A viagem de Dubrovnik até Medjugorjie, num ônibus de peregrinos italianos, foi a melhor metáfora de uma verdadeira subida ao céu. O dia estava esplêndido, a vegetação incrivelmente luxuriante, e quanto mais o ônibus subia, mais bonito e mais verde ia ficando o mar nas nossas costas. A sensação de ante-sala do paraíso chegou ao auge quando o padre e todos os fiéis começaram a entoar hinos de louvor à Virgem em italiano e em latim, que eu também podia acompanhar, pois eram os mesmos da minha infância. Não poderia me sentir mais abençoada.
Toda Medjugorjie se desenrola ao longo de uma única rua, onde as pensões, os restaurantes, as lojas de souvenirs foram surgindo como cogumelos à medida que os turistas se multiplicavam. No meio, o enorme adro da igreja que impressiona pelo tamanho, absolutamente desproporcionai à cidade, como se sua construção tivesse sido orientada por ordem divina.
A rua inteirinha coalhada de ônibus de excursão de todas as procedências.
As missas são celebradas em todas as línguas, e cada uma tem seu horário específico. Embora imensa, a igreja não comporta a enorme quantidade de peregrinos, daí ter sido construído, na parte de trás, um enorme altar ao ar livre, diante do qual se abrem em leque dezenas de fileiras de bancos de madeira que recebem os fiéis das grandes missas ecumênicas do final da tarde. No altar cabem dezenas de padres, de todas as raças e de todas as línguas, que se alternam ao microfone na hora do Evangelho, que é lido em vários idiomas. A função é explicada e coordenada por um frade franciscano croata, que além de se dirigir aos fiéis impecavelmente em várias línguas, impressiona pelo fervor religioso que dele emana e pela energia com que consegue coordenar todos aqueles peregrinos vindo dos quatro cantos do mundo.
A missa é celebrada no horário em que todos sabem que os videntes se encontram numa das saletas da grande construção, em colóquio com Nossa Senhora. As aparições costumam se dar todos os dias no mesmo horário. Quando esta hora se aproxima, é impressionante o silêncio, o respeito, a imensa fé que paira no ar.
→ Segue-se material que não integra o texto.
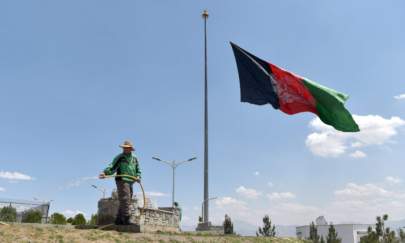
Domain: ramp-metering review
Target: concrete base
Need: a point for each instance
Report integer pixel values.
(208, 227)
(122, 228)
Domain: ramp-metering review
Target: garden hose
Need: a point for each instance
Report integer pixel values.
(136, 179)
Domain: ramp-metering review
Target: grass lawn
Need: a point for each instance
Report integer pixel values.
(16, 233)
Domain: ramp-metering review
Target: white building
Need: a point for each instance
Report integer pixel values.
(349, 233)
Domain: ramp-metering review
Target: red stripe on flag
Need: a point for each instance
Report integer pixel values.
(293, 96)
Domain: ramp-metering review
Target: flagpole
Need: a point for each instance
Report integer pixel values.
(205, 216)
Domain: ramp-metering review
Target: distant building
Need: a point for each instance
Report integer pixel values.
(349, 233)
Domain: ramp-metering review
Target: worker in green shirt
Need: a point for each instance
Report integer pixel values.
(126, 167)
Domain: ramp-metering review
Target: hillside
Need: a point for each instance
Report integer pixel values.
(51, 233)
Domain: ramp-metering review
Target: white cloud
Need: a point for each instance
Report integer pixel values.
(72, 213)
(374, 130)
(77, 182)
(156, 194)
(249, 193)
(393, 180)
(400, 97)
(229, 202)
(362, 202)
(358, 154)
(15, 176)
(281, 195)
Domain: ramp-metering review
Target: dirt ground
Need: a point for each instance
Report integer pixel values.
(16, 233)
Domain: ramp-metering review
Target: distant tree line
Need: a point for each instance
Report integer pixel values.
(332, 236)
(382, 234)
(9, 214)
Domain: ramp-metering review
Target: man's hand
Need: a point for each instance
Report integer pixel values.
(102, 176)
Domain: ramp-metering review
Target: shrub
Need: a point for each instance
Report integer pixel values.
(57, 218)
(79, 219)
(32, 216)
(8, 214)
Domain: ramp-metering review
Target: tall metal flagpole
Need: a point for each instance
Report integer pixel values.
(205, 216)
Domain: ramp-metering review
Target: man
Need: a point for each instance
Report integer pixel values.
(127, 168)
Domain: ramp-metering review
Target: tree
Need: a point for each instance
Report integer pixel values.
(79, 219)
(32, 216)
(228, 225)
(8, 214)
(93, 219)
(401, 236)
(381, 234)
(69, 220)
(332, 235)
(313, 233)
(267, 230)
(57, 218)
(371, 236)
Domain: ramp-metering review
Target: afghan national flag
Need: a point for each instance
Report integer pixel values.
(262, 83)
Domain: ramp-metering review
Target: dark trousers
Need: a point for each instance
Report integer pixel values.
(124, 190)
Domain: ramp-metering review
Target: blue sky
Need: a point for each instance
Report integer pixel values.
(79, 77)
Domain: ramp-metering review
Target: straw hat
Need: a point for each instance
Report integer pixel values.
(127, 144)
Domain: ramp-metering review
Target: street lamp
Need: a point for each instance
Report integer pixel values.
(202, 204)
(173, 165)
(100, 189)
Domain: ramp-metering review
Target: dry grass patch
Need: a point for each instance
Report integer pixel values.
(51, 233)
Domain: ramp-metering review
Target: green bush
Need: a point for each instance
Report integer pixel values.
(228, 225)
(32, 216)
(57, 218)
(8, 214)
(79, 219)
(268, 230)
(69, 220)
(93, 219)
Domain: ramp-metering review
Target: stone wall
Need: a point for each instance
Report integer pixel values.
(150, 220)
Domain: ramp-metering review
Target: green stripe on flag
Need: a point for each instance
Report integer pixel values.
(330, 106)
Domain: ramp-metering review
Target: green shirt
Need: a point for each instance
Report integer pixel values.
(124, 164)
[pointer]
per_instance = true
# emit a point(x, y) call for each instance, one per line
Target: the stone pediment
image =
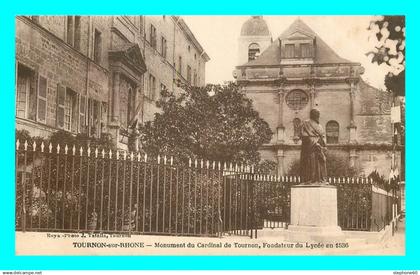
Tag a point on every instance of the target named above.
point(299, 35)
point(129, 55)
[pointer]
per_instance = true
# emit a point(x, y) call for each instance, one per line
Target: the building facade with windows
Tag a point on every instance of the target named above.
point(298, 72)
point(99, 75)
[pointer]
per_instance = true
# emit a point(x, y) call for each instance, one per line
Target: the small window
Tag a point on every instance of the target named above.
point(296, 129)
point(25, 93)
point(332, 130)
point(289, 51)
point(131, 105)
point(94, 117)
point(73, 31)
point(82, 114)
point(70, 104)
point(180, 64)
point(305, 50)
point(163, 47)
point(253, 51)
point(42, 100)
point(189, 74)
point(162, 87)
point(152, 87)
point(153, 41)
point(296, 99)
point(97, 47)
point(195, 78)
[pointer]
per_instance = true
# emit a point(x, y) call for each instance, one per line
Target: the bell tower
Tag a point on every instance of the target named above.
point(254, 39)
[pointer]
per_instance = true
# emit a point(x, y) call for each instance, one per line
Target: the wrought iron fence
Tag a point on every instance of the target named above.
point(84, 189)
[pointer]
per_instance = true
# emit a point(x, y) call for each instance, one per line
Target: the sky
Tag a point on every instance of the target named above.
point(347, 35)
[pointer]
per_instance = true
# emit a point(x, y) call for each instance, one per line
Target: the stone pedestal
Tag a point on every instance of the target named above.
point(314, 214)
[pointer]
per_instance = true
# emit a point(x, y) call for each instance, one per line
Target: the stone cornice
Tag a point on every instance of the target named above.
point(348, 146)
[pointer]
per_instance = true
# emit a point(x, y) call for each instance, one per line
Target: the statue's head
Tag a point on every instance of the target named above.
point(314, 115)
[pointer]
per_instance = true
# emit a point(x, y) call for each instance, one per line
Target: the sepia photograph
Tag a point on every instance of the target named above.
point(210, 135)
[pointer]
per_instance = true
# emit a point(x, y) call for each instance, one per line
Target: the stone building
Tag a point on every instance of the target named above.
point(299, 71)
point(100, 74)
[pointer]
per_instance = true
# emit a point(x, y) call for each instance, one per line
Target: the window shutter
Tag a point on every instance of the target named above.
point(82, 114)
point(42, 99)
point(61, 95)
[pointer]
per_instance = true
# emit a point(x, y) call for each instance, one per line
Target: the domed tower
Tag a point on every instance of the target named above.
point(254, 39)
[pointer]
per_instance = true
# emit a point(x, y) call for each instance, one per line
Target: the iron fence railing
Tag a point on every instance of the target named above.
point(84, 189)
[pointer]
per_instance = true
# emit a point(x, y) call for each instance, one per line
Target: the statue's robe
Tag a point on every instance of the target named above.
point(312, 157)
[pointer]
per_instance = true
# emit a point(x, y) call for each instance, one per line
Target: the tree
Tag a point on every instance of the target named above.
point(216, 123)
point(390, 49)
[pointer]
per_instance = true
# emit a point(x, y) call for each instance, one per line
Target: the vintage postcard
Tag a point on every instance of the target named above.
point(210, 135)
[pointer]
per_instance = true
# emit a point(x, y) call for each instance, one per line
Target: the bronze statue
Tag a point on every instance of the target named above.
point(313, 167)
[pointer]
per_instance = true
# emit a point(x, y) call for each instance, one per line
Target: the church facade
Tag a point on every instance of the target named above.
point(298, 71)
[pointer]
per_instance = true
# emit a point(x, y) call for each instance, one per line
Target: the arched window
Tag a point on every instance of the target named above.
point(253, 51)
point(332, 130)
point(296, 129)
point(297, 99)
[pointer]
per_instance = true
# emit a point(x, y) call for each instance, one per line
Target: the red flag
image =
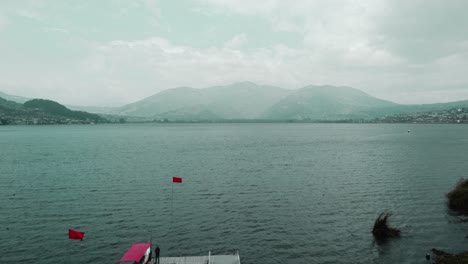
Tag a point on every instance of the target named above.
point(73, 234)
point(176, 180)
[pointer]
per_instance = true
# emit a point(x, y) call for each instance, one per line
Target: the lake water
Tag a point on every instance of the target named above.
point(279, 193)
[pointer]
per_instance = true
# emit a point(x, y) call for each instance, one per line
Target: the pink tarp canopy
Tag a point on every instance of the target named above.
point(135, 253)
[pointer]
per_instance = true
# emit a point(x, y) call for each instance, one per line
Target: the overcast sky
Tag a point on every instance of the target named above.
point(111, 52)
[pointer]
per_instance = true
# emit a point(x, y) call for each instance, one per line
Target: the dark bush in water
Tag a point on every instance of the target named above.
point(382, 230)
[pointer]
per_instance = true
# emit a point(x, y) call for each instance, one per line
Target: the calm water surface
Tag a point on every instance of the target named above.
point(280, 193)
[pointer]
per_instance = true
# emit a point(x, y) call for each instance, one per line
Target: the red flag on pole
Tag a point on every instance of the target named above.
point(176, 180)
point(73, 234)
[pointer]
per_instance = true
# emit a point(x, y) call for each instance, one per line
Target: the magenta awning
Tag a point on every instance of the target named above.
point(135, 253)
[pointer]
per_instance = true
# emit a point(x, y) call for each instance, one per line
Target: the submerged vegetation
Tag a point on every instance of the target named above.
point(441, 257)
point(458, 197)
point(382, 230)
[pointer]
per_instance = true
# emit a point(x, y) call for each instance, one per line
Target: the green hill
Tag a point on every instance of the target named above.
point(324, 103)
point(40, 111)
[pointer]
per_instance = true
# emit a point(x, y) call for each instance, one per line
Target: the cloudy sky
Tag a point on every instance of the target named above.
point(111, 52)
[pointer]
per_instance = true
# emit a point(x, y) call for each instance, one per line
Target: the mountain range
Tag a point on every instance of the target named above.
point(250, 101)
point(40, 111)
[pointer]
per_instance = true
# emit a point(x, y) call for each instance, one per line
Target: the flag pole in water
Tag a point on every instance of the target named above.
point(175, 179)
Poderia se cortar com faca a emoção que toma conta de todos.
O frade franciscano recita o pai-nosso em croata, ao qual os fiéis respondem em latim, com uma paixão nunca vista. É impossível não ficar contagiados com o clima místico que toma conta do ambiente. Pode-se ficar horas a fio rezando, sem sentir o menor cansaço. Quando o frade convida os fiéis a jejuarem às quartas e às sextas-feiras e a voltarem para rezar às nove da noite, isso soa como a coisa mais natural do mundo, e é com alegria que se espera a hora de voltar a rezar, a despeito da brusca queda de temperatura. O ar de santidade que se respira durante as funções é um alimento mais do que suficiente para o espírito e para o corpo também. O mais simples pedaço de pão passa a ter o sabor de um manjar dos deuses.